Why this is a big deal
Look, we’ve seen asset managers like BlackRock and Fidelity dive into bitcoin ETFs. But a bank? That’s different. Morgan Stanley isn’t just a fund company; it’s a massive, systemically important financial institution with a huge wealth management arm. This filing is a direct signal that they believe their clients—think wealthy individuals and institutions—are demanding this exposure. They’re not just dipping a toe in; they’re building a whole new product line. It legitimizes the asset class in a way that even the successful spot bitcoin ETFs haven’t fully done yet. Basically, the old guard is officially moving in.
The solana surprise
Here’s the thing that really caught my eye: the inclusion of solana.

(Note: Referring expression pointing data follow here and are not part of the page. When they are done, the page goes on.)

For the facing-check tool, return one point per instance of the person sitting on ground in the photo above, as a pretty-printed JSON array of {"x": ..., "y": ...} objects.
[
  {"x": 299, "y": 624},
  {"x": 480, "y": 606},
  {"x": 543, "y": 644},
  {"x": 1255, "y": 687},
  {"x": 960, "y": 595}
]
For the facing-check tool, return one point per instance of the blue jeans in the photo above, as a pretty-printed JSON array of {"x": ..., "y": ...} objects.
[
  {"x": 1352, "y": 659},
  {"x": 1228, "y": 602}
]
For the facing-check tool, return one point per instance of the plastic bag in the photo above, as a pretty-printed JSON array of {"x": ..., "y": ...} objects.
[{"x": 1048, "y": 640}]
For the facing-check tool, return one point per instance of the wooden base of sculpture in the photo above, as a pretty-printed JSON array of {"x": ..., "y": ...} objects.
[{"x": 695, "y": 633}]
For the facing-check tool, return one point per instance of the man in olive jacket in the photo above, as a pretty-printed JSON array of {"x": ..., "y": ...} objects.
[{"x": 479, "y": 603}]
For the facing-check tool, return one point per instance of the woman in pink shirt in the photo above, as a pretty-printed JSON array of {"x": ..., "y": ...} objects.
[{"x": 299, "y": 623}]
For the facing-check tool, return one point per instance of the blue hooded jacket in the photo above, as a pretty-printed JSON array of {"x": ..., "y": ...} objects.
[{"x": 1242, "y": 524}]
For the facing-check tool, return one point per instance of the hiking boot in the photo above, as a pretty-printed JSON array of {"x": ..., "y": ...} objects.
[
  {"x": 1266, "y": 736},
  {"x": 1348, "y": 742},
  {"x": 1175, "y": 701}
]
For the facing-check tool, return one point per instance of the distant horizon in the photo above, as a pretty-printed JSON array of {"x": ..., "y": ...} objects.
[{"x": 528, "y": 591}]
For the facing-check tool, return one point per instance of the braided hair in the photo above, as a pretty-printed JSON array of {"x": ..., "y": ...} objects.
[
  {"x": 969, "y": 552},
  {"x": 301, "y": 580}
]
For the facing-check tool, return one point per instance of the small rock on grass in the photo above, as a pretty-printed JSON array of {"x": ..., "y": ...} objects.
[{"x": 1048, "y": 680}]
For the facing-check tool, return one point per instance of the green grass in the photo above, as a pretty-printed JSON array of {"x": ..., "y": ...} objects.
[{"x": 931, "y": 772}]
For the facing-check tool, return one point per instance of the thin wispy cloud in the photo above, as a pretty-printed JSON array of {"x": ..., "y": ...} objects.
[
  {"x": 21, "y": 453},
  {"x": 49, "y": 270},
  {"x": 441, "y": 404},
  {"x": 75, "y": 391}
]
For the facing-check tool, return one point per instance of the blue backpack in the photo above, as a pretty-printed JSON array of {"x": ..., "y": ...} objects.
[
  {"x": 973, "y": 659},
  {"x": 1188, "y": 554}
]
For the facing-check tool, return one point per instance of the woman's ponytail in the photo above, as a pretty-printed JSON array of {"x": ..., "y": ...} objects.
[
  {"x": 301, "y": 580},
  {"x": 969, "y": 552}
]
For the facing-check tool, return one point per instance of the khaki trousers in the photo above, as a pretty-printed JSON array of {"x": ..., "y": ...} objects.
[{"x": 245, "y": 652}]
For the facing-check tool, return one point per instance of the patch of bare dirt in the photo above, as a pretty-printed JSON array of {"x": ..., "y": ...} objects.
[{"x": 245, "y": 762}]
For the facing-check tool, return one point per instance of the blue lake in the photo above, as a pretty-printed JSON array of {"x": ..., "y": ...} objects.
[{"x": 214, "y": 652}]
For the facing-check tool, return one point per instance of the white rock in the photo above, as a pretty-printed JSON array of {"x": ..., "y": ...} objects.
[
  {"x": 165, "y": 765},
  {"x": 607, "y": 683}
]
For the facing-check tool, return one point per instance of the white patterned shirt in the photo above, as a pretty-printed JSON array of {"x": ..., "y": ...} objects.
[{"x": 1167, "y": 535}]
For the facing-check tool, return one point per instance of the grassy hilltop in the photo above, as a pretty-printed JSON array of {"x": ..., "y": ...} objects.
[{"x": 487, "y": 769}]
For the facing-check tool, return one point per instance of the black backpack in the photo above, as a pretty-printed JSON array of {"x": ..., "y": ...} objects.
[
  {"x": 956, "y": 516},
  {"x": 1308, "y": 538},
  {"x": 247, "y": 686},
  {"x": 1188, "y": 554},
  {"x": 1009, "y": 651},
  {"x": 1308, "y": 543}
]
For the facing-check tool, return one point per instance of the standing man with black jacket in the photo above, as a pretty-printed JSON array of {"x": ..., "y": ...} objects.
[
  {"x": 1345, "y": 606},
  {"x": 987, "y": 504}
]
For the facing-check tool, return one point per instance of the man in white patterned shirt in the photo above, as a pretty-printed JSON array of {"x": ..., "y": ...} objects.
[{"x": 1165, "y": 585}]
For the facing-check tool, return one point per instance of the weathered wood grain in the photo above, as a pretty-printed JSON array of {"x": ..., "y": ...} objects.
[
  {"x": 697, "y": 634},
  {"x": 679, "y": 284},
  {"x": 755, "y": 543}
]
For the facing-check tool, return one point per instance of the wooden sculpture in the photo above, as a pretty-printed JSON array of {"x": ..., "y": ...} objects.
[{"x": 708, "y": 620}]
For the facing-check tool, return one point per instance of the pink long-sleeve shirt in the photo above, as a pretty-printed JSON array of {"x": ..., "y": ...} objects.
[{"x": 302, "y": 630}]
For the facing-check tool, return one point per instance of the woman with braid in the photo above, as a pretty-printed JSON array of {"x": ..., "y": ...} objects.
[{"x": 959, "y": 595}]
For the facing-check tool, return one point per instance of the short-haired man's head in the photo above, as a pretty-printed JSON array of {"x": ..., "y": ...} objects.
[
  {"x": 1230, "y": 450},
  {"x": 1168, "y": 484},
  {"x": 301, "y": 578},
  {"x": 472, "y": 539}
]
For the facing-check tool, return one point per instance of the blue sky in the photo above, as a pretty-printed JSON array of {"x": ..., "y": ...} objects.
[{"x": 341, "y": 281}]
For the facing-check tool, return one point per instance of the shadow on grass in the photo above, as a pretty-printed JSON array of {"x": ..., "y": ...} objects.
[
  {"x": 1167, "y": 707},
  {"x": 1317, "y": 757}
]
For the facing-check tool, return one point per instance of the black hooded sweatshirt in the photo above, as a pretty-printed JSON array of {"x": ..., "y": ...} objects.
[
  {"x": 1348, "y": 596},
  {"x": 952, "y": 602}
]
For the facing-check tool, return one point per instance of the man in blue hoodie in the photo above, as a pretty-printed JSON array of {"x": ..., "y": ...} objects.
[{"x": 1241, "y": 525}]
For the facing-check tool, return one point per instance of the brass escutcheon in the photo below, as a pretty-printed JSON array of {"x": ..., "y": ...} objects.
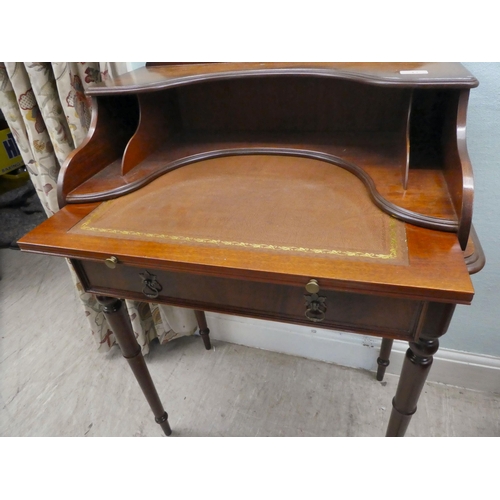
[
  {"x": 111, "y": 262},
  {"x": 312, "y": 286},
  {"x": 151, "y": 288}
]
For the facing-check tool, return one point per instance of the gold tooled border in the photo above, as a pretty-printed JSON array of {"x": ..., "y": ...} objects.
[{"x": 393, "y": 250}]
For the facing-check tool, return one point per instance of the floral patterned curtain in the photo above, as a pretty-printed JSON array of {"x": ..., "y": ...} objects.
[{"x": 49, "y": 115}]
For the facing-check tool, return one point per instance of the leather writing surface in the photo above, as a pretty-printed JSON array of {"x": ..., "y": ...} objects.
[{"x": 281, "y": 204}]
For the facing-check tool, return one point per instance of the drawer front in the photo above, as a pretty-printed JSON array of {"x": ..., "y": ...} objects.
[{"x": 370, "y": 314}]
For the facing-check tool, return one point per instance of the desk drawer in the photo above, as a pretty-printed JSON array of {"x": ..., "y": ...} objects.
[{"x": 370, "y": 314}]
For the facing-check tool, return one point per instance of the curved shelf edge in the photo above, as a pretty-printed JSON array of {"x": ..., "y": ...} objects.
[
  {"x": 475, "y": 258},
  {"x": 402, "y": 214},
  {"x": 367, "y": 77}
]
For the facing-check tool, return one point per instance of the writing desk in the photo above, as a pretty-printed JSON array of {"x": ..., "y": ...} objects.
[{"x": 333, "y": 194}]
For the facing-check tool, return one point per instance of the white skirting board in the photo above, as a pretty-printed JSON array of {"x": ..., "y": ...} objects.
[{"x": 460, "y": 369}]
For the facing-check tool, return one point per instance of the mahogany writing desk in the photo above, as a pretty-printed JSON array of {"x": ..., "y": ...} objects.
[{"x": 333, "y": 194}]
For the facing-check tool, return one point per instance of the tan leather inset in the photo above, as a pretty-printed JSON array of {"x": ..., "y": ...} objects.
[{"x": 282, "y": 204}]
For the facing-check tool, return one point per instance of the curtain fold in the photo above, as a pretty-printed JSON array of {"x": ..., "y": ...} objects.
[{"x": 49, "y": 115}]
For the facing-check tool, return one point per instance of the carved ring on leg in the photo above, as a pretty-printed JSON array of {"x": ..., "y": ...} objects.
[
  {"x": 117, "y": 316},
  {"x": 416, "y": 367}
]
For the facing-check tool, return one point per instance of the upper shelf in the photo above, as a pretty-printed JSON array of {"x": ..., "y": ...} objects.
[
  {"x": 399, "y": 127},
  {"x": 404, "y": 74}
]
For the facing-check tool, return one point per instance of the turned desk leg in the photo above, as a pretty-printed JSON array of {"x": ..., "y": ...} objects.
[
  {"x": 383, "y": 359},
  {"x": 415, "y": 369},
  {"x": 204, "y": 331},
  {"x": 117, "y": 316}
]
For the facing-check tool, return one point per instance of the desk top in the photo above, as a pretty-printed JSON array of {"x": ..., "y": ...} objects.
[{"x": 267, "y": 218}]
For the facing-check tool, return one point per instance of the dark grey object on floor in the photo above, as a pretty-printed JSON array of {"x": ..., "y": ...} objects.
[{"x": 20, "y": 212}]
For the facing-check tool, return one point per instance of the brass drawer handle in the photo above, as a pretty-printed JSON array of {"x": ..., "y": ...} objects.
[
  {"x": 312, "y": 286},
  {"x": 111, "y": 262},
  {"x": 315, "y": 305},
  {"x": 151, "y": 288}
]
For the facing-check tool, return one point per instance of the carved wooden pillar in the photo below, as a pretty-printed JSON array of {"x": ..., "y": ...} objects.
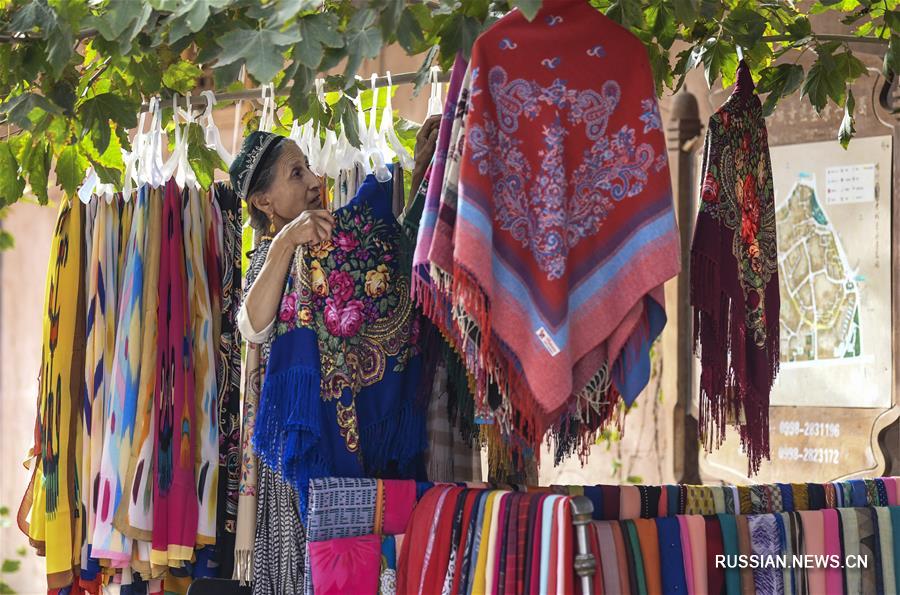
[{"x": 684, "y": 138}]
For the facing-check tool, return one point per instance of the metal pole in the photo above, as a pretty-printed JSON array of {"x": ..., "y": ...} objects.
[
  {"x": 684, "y": 138},
  {"x": 585, "y": 564},
  {"x": 404, "y": 78}
]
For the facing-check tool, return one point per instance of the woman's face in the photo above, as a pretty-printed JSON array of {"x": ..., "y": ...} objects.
[{"x": 295, "y": 188}]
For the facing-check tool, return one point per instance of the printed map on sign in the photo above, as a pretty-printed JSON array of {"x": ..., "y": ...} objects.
[
  {"x": 833, "y": 217},
  {"x": 820, "y": 296}
]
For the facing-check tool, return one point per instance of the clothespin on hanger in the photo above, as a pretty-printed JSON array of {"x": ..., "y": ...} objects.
[
  {"x": 171, "y": 163},
  {"x": 435, "y": 108},
  {"x": 132, "y": 167},
  {"x": 88, "y": 185},
  {"x": 375, "y": 148},
  {"x": 211, "y": 131},
  {"x": 389, "y": 134},
  {"x": 184, "y": 173},
  {"x": 267, "y": 117},
  {"x": 314, "y": 147},
  {"x": 236, "y": 130}
]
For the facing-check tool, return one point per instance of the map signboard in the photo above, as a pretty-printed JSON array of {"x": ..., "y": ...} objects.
[
  {"x": 834, "y": 273},
  {"x": 833, "y": 213}
]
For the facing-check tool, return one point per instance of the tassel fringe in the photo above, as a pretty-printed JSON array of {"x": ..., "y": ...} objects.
[{"x": 730, "y": 394}]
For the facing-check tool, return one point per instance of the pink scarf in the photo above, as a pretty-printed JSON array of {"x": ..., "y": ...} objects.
[{"x": 175, "y": 504}]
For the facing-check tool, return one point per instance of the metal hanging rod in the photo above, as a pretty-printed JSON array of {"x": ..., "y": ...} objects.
[{"x": 403, "y": 78}]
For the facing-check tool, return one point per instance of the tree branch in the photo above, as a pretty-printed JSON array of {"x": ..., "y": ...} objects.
[
  {"x": 23, "y": 37},
  {"x": 827, "y": 37}
]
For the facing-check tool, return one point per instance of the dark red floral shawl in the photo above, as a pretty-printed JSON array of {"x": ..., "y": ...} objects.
[{"x": 734, "y": 276}]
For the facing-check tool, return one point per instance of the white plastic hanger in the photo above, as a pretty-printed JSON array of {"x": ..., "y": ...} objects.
[
  {"x": 131, "y": 159},
  {"x": 150, "y": 163},
  {"x": 185, "y": 171},
  {"x": 267, "y": 118},
  {"x": 435, "y": 107},
  {"x": 315, "y": 149},
  {"x": 211, "y": 131},
  {"x": 362, "y": 153},
  {"x": 177, "y": 164},
  {"x": 390, "y": 135},
  {"x": 374, "y": 148}
]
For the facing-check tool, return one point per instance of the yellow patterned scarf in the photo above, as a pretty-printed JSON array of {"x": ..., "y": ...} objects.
[{"x": 51, "y": 495}]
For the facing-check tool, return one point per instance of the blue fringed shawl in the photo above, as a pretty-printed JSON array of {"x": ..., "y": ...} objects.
[{"x": 344, "y": 367}]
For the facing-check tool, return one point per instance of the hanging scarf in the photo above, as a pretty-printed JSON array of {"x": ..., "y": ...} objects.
[
  {"x": 343, "y": 372},
  {"x": 121, "y": 402},
  {"x": 565, "y": 213},
  {"x": 228, "y": 372},
  {"x": 101, "y": 332},
  {"x": 134, "y": 515},
  {"x": 51, "y": 499},
  {"x": 205, "y": 433},
  {"x": 734, "y": 276},
  {"x": 175, "y": 499},
  {"x": 278, "y": 550},
  {"x": 253, "y": 373},
  {"x": 422, "y": 283},
  {"x": 440, "y": 251}
]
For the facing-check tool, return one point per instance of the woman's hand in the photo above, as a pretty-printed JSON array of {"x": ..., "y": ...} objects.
[
  {"x": 311, "y": 227},
  {"x": 426, "y": 143}
]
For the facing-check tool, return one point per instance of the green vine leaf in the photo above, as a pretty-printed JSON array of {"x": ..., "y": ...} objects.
[
  {"x": 529, "y": 8},
  {"x": 779, "y": 81},
  {"x": 70, "y": 168},
  {"x": 316, "y": 32},
  {"x": 847, "y": 129},
  {"x": 261, "y": 50},
  {"x": 11, "y": 184},
  {"x": 820, "y": 84},
  {"x": 36, "y": 14}
]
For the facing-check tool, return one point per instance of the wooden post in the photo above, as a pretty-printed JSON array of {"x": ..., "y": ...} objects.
[
  {"x": 684, "y": 138},
  {"x": 585, "y": 564}
]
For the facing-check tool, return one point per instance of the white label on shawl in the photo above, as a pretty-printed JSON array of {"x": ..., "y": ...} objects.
[
  {"x": 547, "y": 340},
  {"x": 849, "y": 184}
]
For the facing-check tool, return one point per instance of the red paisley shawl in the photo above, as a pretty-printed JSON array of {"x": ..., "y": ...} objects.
[{"x": 734, "y": 275}]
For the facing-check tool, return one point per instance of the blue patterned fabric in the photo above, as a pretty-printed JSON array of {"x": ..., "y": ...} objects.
[
  {"x": 671, "y": 556},
  {"x": 319, "y": 414},
  {"x": 765, "y": 541}
]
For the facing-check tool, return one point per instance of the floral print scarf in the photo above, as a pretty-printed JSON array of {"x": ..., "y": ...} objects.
[
  {"x": 734, "y": 275},
  {"x": 344, "y": 367}
]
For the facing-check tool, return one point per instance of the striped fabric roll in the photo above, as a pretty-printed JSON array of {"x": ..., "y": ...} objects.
[{"x": 121, "y": 400}]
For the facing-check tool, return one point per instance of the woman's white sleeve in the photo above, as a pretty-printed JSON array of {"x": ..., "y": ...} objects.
[{"x": 247, "y": 330}]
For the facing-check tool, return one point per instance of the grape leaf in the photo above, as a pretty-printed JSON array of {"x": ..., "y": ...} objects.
[
  {"x": 261, "y": 50},
  {"x": 847, "y": 129},
  {"x": 11, "y": 184},
  {"x": 70, "y": 168}
]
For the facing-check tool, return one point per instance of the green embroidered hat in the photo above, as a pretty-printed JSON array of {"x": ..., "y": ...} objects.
[{"x": 257, "y": 146}]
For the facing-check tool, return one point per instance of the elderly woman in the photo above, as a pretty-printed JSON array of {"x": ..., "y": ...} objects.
[{"x": 327, "y": 312}]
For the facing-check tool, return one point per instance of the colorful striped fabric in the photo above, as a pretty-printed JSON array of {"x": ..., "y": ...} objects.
[
  {"x": 122, "y": 397},
  {"x": 54, "y": 528},
  {"x": 421, "y": 284},
  {"x": 135, "y": 516},
  {"x": 175, "y": 503},
  {"x": 565, "y": 230},
  {"x": 227, "y": 229},
  {"x": 206, "y": 427},
  {"x": 101, "y": 328}
]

A bitcoin ETF was almost expected. But solana? That’s a bolder bet. It shows Morgan Stanley isn’t just playing it safe with the “digital gold” narrative. They’re looking at the broader crypto ecosystem and making a call on which protocols have staying power. This could open the floodgates for other altcoin ETFs from mainstream players. I mean, if Morgan Stanley is willing to put its name on a solana product, it forces every other big bank to at least consider it. The race for crypto product shelf space is officially on.
Strategy and timing
So why now? The article points to regulatory “clarity,” which is a generous way to put it. But the political winds have certainly shifted. With a more crypto-friendly stance from the current administration and specific rulings allowing banks to custody and facilitate crypto trades, the legal risk calculus has changed. For Morgan Stanley, this is a pure revenue and retention play. They can’t afford to let their clients go to Coinbase or a specialist crypto fund. They need to keep those assets under their roof, collecting fees. It’s a defensive move that also happens to be offensive. They get to be first, capture the early adopter clients, and set the standard.
What happens next
Don’t expect these ETFs to start trading tomorrow. The SEC approval process is a marathon, not a sprint, especially for a new asset like solana. There will be questions, delays, and probably some back-and-forth. But the dam has broken. If Morgan Stanley gets a green light, you can bet Chase, Citi, and Bank of America are watching closely. The real beneficiaries here are the big financial institutions themselves—they get a new fee-generating product—and, ironically, the crypto industry they once shunned. It gets a massive injection of credibility and, eventually, capital. The gap between traditional finance and crypto? It’s not just narrowing anymore. It’s being bridged by one of the biggest names on Wall Street.